George Clooney has said that the legendary singer Frank Sinatra once scolded him during his surreal early days in Hollywood.
The 64-year-old Oscar winner has recalled his brief encounters with stars of a bygone era, such as Sinatra and Tony Bennett, while he was still trying to get a foothold in the acting world.
Clooney said that he worked as a driver for his aunt Rosemary, who was a famous singer and actor in the 1950s. “ I hadn’t known her much when I was young because I lived in Kentucky,” he told People. “She was the Hollywood aunt. So I came out to make a living and I was her driver.”
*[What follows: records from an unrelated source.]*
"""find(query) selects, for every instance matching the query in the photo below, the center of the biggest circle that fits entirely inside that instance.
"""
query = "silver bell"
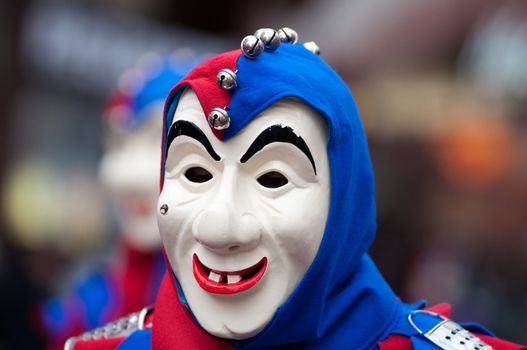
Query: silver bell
(269, 37)
(251, 46)
(313, 47)
(219, 119)
(287, 35)
(226, 79)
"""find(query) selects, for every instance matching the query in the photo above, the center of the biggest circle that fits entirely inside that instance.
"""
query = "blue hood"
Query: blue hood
(342, 301)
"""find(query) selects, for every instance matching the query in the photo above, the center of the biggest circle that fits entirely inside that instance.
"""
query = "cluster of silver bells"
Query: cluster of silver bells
(264, 39)
(267, 39)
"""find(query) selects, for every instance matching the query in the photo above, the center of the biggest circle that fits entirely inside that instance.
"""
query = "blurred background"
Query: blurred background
(442, 90)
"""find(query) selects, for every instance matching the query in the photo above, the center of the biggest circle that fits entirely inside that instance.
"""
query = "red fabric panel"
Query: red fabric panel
(174, 327)
(136, 278)
(202, 79)
(99, 344)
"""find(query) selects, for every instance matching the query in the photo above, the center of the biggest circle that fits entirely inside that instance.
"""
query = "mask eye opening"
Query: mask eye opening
(272, 179)
(198, 175)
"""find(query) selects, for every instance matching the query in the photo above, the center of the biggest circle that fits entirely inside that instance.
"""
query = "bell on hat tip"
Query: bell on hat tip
(219, 119)
(288, 35)
(269, 37)
(226, 79)
(252, 46)
(313, 47)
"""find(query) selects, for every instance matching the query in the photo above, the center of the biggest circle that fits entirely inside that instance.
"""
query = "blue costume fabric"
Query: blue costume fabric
(342, 302)
(97, 298)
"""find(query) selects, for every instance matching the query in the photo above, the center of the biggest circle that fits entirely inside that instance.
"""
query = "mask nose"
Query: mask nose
(221, 230)
(222, 227)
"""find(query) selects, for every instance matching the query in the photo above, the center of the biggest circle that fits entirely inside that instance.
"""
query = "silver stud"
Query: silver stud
(313, 47)
(226, 79)
(269, 37)
(287, 35)
(219, 119)
(251, 46)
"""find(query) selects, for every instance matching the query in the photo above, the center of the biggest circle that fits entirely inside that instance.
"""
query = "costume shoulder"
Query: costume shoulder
(436, 331)
(129, 332)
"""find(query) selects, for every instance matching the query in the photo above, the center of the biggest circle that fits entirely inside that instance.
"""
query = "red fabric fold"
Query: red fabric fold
(174, 327)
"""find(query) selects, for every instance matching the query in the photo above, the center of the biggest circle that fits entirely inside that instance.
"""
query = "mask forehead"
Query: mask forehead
(305, 124)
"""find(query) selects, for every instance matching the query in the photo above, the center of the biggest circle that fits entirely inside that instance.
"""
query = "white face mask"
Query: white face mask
(128, 171)
(241, 224)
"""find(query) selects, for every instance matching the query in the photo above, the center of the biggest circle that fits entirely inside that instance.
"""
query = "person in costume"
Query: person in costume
(128, 171)
(266, 212)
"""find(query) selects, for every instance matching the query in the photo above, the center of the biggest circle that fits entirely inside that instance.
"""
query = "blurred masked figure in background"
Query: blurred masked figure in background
(129, 172)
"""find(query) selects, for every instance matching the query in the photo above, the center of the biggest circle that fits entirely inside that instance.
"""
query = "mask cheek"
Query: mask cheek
(170, 221)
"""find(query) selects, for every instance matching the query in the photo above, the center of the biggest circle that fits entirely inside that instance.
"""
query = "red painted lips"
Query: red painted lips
(227, 282)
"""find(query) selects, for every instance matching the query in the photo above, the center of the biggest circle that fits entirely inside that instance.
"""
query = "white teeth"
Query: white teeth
(213, 276)
(233, 279)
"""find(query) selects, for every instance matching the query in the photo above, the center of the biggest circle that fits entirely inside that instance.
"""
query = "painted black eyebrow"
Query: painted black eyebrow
(183, 127)
(278, 133)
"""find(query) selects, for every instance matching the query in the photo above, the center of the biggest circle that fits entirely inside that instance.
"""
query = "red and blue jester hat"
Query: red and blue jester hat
(342, 301)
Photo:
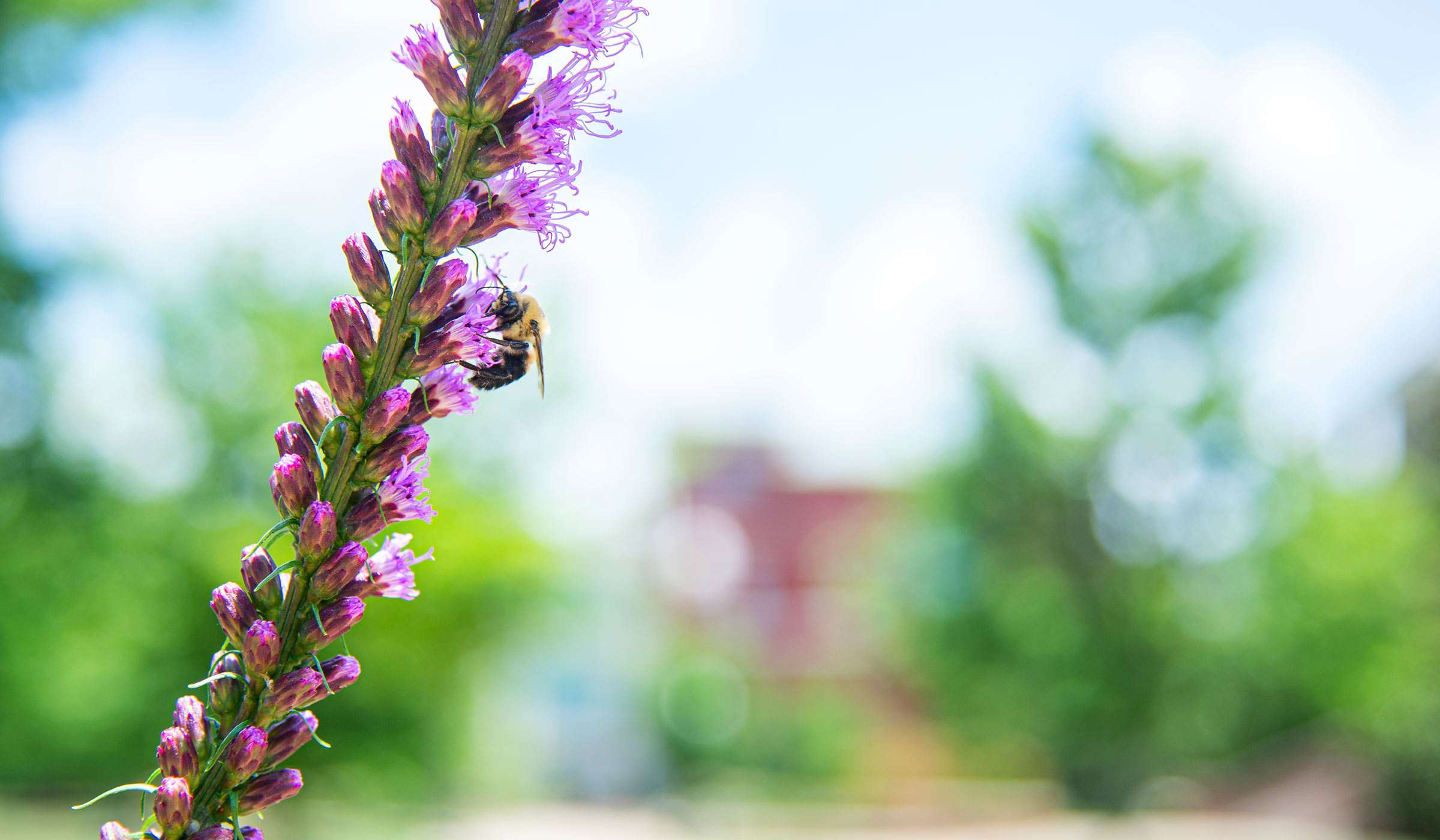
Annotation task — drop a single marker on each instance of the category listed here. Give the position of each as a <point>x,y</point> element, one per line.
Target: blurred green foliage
<point>1082,605</point>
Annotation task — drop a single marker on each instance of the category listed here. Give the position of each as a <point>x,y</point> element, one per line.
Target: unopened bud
<point>176,755</point>
<point>339,569</point>
<point>173,806</point>
<point>245,755</point>
<point>353,326</point>
<point>344,378</point>
<point>256,566</point>
<point>268,788</point>
<point>293,486</point>
<point>336,620</point>
<point>290,735</point>
<point>261,649</point>
<point>314,407</point>
<point>438,292</point>
<point>502,85</point>
<point>232,607</point>
<point>402,446</point>
<point>450,228</point>
<point>385,414</point>
<point>317,530</point>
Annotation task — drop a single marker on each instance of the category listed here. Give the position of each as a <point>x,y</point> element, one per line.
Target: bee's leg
<point>515,361</point>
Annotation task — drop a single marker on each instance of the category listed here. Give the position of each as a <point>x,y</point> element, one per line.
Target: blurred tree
<point>1154,598</point>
The job helped him brush shoulders with the likes of Bennett and Sinatra, which gave him “a really good life lesson in success and failure, and handling it.”
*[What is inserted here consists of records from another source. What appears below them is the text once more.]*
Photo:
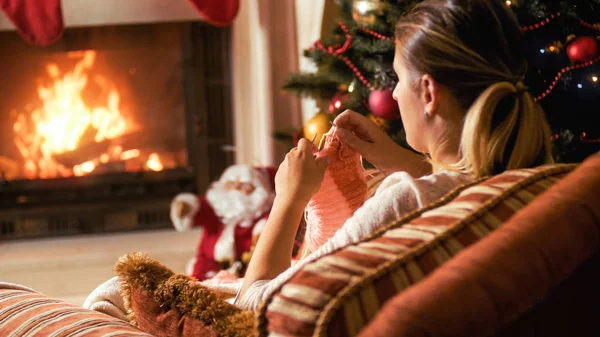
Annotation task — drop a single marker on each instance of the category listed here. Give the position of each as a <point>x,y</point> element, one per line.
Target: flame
<point>63,118</point>
<point>154,163</point>
<point>130,154</point>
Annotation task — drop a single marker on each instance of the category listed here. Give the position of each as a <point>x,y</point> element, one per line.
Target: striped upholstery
<point>340,293</point>
<point>27,313</point>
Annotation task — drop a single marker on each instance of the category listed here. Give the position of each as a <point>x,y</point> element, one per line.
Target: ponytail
<point>491,143</point>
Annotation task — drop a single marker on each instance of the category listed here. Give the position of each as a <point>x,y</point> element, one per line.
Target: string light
<point>589,25</point>
<point>584,139</point>
<point>374,33</point>
<point>541,23</point>
<point>561,73</point>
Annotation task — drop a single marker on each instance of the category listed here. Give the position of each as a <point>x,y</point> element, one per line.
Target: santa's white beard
<point>233,207</point>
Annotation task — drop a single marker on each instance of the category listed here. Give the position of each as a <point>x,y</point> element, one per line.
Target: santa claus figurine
<point>232,214</point>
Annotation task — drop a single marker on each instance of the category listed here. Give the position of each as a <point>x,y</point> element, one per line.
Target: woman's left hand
<point>300,175</point>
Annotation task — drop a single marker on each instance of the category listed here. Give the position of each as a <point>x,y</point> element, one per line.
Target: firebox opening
<point>100,130</point>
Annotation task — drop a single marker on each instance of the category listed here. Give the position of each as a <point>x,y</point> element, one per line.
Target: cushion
<point>512,271</point>
<point>24,312</point>
<point>163,303</point>
<point>340,293</point>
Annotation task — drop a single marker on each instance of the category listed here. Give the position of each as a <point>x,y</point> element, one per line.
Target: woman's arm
<point>377,147</point>
<point>273,252</point>
<point>298,178</point>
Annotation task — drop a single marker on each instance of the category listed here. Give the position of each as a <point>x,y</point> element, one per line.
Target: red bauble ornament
<point>383,105</point>
<point>582,49</point>
<point>218,13</point>
<point>337,102</point>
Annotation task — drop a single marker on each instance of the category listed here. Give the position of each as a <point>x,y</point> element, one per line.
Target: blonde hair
<point>475,49</point>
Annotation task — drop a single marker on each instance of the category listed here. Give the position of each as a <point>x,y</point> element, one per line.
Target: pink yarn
<point>343,191</point>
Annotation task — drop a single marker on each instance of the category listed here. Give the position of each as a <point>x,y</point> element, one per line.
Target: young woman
<point>460,66</point>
However, this led to an unusual encounter with Sinatra, who wasn’t happy about a press boycott that Clooney was involved in.
“I remember he was mad at me once because I led this boycott about […] some press freedoms, and he called me because people thought he was sick and there were helicopters flying over his [home],” Clooney said. “And he called me, going: ‘It’s not working what you’re doing!’”
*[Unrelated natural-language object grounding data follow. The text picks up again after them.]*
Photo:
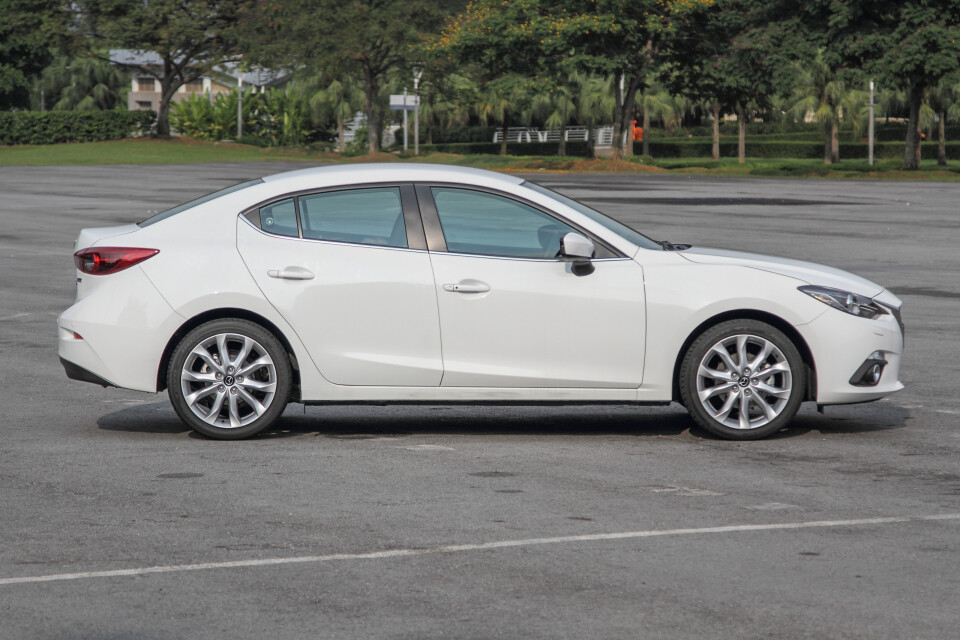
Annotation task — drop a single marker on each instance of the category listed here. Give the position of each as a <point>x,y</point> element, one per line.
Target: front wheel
<point>742,380</point>
<point>229,379</point>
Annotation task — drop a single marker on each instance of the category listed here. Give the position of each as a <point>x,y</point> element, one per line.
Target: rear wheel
<point>742,380</point>
<point>229,379</point>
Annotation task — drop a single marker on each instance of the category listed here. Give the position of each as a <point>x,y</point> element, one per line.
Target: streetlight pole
<point>404,119</point>
<point>239,104</point>
<point>870,129</point>
<point>417,74</point>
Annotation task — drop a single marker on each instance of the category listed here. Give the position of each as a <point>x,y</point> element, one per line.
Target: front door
<point>512,314</point>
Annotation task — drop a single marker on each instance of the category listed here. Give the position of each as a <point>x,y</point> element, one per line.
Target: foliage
<point>783,149</point>
<point>50,127</point>
<point>910,44</point>
<point>279,117</point>
<point>189,36</point>
<point>547,40</point>
<point>82,84</point>
<point>28,28</point>
<point>580,149</point>
<point>367,38</point>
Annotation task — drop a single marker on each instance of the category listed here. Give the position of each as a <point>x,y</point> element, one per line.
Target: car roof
<point>385,172</point>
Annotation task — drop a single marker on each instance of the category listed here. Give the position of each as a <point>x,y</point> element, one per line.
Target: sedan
<point>430,284</point>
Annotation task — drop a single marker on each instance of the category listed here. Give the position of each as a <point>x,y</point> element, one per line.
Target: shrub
<point>787,149</point>
<point>51,127</point>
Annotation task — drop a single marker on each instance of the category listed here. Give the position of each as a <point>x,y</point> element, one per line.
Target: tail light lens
<point>101,261</point>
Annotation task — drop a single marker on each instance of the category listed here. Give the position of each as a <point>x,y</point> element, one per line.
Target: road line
<point>457,548</point>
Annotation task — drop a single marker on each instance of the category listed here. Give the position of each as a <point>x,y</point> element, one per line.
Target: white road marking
<point>427,447</point>
<point>456,548</point>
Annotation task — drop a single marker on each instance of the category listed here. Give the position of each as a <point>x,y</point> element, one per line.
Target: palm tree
<point>445,102</point>
<point>821,92</point>
<point>654,100</point>
<point>499,100</point>
<point>341,98</point>
<point>937,102</point>
<point>557,107</point>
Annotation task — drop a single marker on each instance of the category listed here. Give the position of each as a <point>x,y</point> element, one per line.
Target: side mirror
<point>578,250</point>
<point>576,247</point>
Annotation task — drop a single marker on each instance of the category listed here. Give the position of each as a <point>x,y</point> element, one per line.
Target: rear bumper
<point>76,372</point>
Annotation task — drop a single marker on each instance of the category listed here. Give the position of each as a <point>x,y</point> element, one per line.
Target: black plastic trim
<point>76,372</point>
<point>859,378</point>
<point>431,219</point>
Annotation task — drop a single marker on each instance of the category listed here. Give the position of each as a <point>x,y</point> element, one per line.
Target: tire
<point>231,400</point>
<point>734,401</point>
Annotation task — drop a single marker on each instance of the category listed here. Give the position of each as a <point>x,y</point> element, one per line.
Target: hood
<point>95,236</point>
<point>808,272</point>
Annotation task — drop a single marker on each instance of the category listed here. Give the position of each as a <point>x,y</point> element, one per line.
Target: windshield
<point>619,228</point>
<point>163,215</point>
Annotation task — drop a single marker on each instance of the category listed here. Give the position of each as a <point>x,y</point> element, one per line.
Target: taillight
<point>100,261</point>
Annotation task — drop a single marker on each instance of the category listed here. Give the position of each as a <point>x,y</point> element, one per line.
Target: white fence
<point>601,136</point>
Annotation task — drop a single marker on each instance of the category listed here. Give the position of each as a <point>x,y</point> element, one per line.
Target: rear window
<point>163,215</point>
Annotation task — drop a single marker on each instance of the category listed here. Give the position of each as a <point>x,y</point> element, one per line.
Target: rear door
<point>349,270</point>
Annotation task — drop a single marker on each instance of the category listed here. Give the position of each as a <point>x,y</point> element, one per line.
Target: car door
<point>512,313</point>
<point>348,269</point>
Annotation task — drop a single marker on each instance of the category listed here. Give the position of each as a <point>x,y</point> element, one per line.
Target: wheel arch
<point>222,314</point>
<point>751,314</point>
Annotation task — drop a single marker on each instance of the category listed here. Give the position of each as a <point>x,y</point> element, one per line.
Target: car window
<point>360,216</point>
<point>280,218</point>
<point>619,228</point>
<point>487,224</point>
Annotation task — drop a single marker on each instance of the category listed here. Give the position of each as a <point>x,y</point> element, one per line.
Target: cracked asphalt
<point>421,522</point>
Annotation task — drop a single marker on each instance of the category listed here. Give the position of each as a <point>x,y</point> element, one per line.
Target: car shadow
<point>379,421</point>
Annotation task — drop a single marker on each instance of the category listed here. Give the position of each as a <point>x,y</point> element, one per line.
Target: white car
<point>432,284</point>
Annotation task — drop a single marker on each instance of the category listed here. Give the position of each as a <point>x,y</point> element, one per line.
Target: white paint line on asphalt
<point>456,548</point>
“He was great,” Clooney jovially added. “I got yelled at by Frank Sinatra!”
Clooney continued by saying that his decades-long friendships in the acting industry, as well as these formative experiences, have helped keep his career grounded.
“Well, I mean, most of my friends, we've been friends for 40 years. I slept on their couch when I was broke. And so they're always around when things and people are giving you too much credit,” he explained.
He added, “They're the first people to remind you that they're full of crap. That's always helpful. It's helpful to have people that know you long before you were defined by something else, by movies you've done or work you've done and that kind of thing.”

Clooney is currently promoting his new movie, Jay Kelly, from Frances Ha director Noah Baumbach. In the film, Clooney plays the title role of an ageing actor who travels through Europe with his longtime manager Ron Sukenick (Adam Sandler), while reflecting on their life choices.
In a four-star review, The Independent’s Geoffrey McNab wrote that the movie was “Clooney’s show” but that he was “aided by very lively cameos from an eclectic cast”.
“There’s Stacy Keach as Jay’s obnoxious father, Billy Crudup as an embittered figure from Jay’s past, Riley Keough as the older daughter he’s never spent much time with, Greta Gerwig as Ron’s wife, and flamboyant German actor Lars Eidinger as a tourist on a cycling trip who crosses paths with Jay in bizarre circumstances.”